Ever since a friend got me some ramekins, I’ve had fun with them, making mini cakes and baked eggs. Then one day, I thought, why not shepherd’s pie? I love using the ramekins to make individual portions. They are especially useful when entertaining guests. The result always looks amazing, and especially with shepherd’s pie, you won’t have to watch your work of art disintegrate when it comes time to serve.

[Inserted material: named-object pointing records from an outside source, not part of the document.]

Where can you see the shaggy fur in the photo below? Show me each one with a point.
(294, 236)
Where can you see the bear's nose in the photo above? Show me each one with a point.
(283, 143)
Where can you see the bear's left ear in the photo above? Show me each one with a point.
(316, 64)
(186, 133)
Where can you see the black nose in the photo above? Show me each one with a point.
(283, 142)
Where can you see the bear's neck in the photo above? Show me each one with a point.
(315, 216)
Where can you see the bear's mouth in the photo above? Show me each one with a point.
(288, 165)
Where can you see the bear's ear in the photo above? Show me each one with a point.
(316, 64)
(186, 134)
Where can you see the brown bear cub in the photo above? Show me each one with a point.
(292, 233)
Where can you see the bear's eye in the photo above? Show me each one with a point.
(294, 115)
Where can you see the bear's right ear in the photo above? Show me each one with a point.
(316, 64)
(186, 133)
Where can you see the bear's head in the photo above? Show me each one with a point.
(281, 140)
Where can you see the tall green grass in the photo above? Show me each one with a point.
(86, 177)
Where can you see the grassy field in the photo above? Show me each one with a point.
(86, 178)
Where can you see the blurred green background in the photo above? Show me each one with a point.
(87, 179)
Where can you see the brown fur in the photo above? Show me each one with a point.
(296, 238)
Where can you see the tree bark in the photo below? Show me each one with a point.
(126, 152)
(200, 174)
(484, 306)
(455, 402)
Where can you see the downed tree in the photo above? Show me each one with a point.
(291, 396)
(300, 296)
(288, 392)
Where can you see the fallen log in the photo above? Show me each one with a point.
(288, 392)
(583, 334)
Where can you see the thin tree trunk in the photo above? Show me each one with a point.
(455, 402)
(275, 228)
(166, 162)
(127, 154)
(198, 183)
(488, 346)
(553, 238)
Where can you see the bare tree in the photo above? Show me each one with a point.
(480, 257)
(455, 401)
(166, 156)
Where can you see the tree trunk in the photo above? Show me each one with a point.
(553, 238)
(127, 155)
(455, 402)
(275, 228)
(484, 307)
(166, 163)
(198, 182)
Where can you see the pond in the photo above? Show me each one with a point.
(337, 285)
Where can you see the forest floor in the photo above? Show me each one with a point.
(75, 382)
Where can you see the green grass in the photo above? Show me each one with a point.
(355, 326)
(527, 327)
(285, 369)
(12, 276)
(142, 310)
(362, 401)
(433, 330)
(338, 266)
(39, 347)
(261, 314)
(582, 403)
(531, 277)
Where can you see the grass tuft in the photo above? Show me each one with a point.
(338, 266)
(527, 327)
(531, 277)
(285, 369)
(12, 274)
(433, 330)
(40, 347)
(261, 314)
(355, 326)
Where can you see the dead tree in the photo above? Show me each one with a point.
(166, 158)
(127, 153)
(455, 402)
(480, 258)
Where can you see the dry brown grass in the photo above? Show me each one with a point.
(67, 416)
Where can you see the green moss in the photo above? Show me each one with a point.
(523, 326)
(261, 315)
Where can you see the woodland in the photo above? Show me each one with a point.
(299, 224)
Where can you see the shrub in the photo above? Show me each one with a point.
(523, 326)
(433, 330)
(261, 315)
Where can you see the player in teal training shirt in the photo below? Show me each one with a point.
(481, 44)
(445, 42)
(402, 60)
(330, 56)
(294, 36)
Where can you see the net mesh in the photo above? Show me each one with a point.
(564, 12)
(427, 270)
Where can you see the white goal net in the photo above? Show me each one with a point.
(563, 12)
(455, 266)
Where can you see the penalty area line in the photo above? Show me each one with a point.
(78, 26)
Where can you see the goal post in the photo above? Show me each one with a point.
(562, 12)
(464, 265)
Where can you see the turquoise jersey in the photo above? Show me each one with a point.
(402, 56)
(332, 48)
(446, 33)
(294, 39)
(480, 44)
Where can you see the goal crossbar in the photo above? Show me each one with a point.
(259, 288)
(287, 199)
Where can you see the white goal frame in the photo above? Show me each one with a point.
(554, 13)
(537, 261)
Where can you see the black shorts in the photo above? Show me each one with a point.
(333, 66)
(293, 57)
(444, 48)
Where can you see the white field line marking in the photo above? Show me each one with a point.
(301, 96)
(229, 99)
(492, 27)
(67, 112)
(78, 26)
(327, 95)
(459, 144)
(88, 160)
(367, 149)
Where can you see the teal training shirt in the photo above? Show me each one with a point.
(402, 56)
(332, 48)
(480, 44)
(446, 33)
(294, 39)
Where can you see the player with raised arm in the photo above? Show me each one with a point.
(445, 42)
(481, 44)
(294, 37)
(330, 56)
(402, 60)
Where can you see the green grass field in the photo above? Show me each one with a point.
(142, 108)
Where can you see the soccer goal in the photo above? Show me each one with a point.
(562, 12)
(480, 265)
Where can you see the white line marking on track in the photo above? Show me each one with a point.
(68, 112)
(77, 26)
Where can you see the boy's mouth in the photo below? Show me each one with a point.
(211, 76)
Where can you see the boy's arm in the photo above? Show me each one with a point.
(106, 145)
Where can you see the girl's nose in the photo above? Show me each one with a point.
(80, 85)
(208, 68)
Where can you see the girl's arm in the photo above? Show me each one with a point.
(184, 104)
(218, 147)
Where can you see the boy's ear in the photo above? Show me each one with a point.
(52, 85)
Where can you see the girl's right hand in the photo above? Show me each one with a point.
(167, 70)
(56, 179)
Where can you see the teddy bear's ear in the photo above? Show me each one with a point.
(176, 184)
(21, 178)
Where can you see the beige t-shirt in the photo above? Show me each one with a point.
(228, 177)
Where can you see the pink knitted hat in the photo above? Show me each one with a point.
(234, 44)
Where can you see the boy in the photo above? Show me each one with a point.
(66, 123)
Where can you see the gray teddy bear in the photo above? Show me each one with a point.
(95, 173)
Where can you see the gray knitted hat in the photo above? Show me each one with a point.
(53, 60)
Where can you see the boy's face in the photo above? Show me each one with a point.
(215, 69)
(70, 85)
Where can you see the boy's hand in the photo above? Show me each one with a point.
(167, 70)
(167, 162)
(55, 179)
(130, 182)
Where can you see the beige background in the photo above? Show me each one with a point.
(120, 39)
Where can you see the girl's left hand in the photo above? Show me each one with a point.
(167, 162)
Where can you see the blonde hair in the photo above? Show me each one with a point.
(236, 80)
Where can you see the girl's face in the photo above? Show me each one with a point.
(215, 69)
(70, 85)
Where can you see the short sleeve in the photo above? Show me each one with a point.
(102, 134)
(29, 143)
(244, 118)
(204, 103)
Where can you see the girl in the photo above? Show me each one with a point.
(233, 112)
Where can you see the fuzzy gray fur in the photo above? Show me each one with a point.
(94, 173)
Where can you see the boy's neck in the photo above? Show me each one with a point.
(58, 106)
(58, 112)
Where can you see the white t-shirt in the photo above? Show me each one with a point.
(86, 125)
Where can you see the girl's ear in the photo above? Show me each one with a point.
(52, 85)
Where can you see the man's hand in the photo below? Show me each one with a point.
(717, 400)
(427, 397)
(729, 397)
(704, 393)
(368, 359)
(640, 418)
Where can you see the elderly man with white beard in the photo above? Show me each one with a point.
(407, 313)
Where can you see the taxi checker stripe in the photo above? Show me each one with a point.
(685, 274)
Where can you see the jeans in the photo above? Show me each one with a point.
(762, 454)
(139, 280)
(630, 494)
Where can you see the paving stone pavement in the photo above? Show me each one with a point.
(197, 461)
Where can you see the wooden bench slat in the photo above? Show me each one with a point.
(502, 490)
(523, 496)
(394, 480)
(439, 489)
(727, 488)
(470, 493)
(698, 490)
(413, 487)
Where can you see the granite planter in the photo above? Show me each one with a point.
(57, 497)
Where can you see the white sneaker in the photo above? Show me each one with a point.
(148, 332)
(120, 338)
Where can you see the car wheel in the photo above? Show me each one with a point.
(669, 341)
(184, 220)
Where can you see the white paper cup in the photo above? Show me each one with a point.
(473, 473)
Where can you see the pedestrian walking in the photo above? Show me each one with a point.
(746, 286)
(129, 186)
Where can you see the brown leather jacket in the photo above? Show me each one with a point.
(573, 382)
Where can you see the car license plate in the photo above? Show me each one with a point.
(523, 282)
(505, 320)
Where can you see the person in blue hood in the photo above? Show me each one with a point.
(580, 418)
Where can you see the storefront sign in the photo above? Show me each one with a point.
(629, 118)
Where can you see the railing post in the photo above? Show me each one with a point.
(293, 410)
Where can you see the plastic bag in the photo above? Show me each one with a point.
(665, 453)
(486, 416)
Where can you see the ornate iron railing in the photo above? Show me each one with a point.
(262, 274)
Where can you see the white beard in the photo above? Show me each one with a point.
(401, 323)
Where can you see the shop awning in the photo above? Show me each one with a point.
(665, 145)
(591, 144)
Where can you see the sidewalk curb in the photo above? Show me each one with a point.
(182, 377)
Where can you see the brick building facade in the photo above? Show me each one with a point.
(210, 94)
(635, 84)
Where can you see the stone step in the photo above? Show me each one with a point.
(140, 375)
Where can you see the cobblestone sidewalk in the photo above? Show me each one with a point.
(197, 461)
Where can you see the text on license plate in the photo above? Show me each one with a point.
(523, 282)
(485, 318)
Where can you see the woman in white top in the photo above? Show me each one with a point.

Eating out of the ramekin is no fuss and delightful. Clean-up is also easy—the “casserole dish” also serves as the plate—who would say no to that?
How to make the pie
The recipe makes 4 portions.
- 4 average sized potatoes.
- 2 tablespoons of butter.
- 400g ground beef.
- 1 large carrot.
- 100g pees.
- Half a yellow, green or red bell pepper.
- 1 average sized onion.
- 4 garlic cloves.
- 1 tomato.
- Mixed dried herbs.
- Salt and black pepper.
- 1 teaspoon brown sugar.
- 2 tablespoons vegetable oil.
- Peel, boil until cooked and drain the potatoes. Mash them, adding the butter, and enough milk to give the mash a smooth consistency.
- In a pan, add the vegetable oil, and chopped onion, garlic and yellow bell pepper. Sprinkle in the mixed herbs, and grind in some black pepper.
- Place on medium high heat, and fry until the vegetables begin to sweat. Add the peas and chopped carrot. Sprinkle in some salt. Fry for about a minute before adding the ground beef, tomato and sugar. Stir, cover the pan, and allow to cook for 20 minutes.
- In a ramekin, scoop in about 3 tablespoons of the ground beef stew. On top of that, dollop about 2 tablespoon of the mashed potato. Smooth over with a fork and the tablespoon. Repeat this for up to 8 ramekins.
- Grill in the oven at 200°C for about 13 minutes, or until golden-brown.
Tip: I used ramekins of about 10cm diameter and 4cm depth. But even one large casserole dish will do.